In a 9x13-inch casserole (or your favorite bowl), layer sliced bananas. Top with vanilla cookies. Repeat for an additional two layers, ending with a layer of bananas. Pour the pudding over the bananas and wafers, then top with a final layer of cookies. Chill and top with whipped cream.

Vanilla Cookies
1/3 cup butter
1 cup sugar
1 large egg, beaten
¼ cup milk
1 tablespoon vanilla extract
2 teaspoons almond extract
½ teaspoon salt
2 cups flour
2 teaspoons baking powder


Cream the butter and sugar. Stir in the beaten egg and milk. Stir in the vanilla and almond extracts and the salt. In a separate bowl, sift the flour and baking powder. Add the dry ingredients to the wet and mix until smooth. Refrigerate for ½ hour.
Roll the dough into small balls (1 teaspoon) and place about 2 inches apart on a greased sheet tray. Bake at 350 degrees for 10 minutes or until cookies are lightly browned. Remove to a wire rack and allow to cool.

Sunday, February 12, 2012

The Perfect Starter: Lucky 32's Sweet Potato Hushpuppies

See related story about Chef Jay Pierce and the fried chicken special at Lucky 32.


Like Jay Pierce’s journey to develop the ultimate fried chicken for Lucky 32, the sweet potato hushpuppies took several detours before landing on the appetizer menu.

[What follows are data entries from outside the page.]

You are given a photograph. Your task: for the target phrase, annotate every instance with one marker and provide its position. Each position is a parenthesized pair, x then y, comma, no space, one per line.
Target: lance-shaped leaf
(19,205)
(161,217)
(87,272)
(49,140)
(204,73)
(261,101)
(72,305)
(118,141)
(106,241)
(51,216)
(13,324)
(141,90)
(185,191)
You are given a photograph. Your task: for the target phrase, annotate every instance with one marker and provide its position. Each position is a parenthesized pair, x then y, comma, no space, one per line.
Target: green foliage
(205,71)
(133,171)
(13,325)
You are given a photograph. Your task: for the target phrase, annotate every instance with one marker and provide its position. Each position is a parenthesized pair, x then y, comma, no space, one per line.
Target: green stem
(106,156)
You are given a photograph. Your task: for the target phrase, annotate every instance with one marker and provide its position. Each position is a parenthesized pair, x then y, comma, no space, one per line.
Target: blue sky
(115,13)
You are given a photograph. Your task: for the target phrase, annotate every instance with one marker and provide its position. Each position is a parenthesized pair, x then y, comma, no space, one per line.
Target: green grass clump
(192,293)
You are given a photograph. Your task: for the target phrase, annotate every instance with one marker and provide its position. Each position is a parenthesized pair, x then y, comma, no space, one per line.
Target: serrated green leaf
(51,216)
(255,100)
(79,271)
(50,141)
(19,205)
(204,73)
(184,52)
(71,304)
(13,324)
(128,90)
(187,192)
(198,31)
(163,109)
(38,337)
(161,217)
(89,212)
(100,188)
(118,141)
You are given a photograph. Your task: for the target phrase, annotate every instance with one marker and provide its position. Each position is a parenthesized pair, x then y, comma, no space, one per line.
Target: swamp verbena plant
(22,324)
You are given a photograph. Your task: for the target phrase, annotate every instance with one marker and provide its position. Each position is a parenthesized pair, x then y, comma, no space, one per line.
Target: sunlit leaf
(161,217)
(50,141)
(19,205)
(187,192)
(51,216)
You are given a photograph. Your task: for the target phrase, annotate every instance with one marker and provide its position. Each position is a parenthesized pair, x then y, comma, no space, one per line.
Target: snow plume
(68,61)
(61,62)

“The truth?” Pierce said with a born storyteller’s glint in his eyes. “They started out as pumpkin ravioli.”

Before Lucky 32 expanded its name last year to include Southern Kitchen, it reduced the scope of its former global-cuisine menu. One of Pierce’s first targets with the fated ravioli.

“Actually, it was summer and winter squash in the same dish. Blasphemous!” he said with a shudder.

Pierce knew he wanted to modify the recipe to keep it seasonal, so he tweaked it several ways before he felt he’d found a tasty alternative: Deep-fried pumpkin ravioli in a ham cream sauce.

“Everyone loved it but the owner,” he recalled. “I mean, he liked it, but he said, ‘It’s not Southern.’ He told me, ‘You can do better.’”

Pierce went back to the drawing board and his culinary awakenings in Florida and the Gulf Coast. There, he said, hushpuppies are big and fluffy -- “not the scrawny Civil War rations” found in some North Carolina eateries.

“Some people think they’re not really hushpuppies because they’re bigger and less sweet,” he said. “They taste like what they are: earthy sweet potatoes.”

The dark, crispy globes are served atop a pool of creamy ham sauce scattered with green onion. Light and savory, they are a perfect start for a fried chicken dinner.

Lucky 32 Southern Kitchen’s Sweet Potato Hushpuppies

Disclaimer: All our recipes were originally designed for much larger batch size. This recipe has been reduced – but not tested at this scale. Please adjust as to your taste and portion size. Copyright 1989-2012 This recipe is property of Quaintance-Weaver, Inc. Unauthorized commercial use is forbidden.

2 cups roasted sweet potatoes
1 cup yellow cornmeal
1 1/3 cup yellow corn flour
1 teaspoon salt
2 teaspoons ground cinnamon
1 teaspoon nutmeg
2 teaspoons allspice
¾ cup green onions, chopped
½ cup brown sugar
1 teaspoon black pepper
1 teaspoon ground mustard
8 eggs

Mix all ingredients in a mixer with paddle attachment until well combined.

Refrigerate till cold.

Drop desired size hushpuppies into a deep fat fryer and cook until done.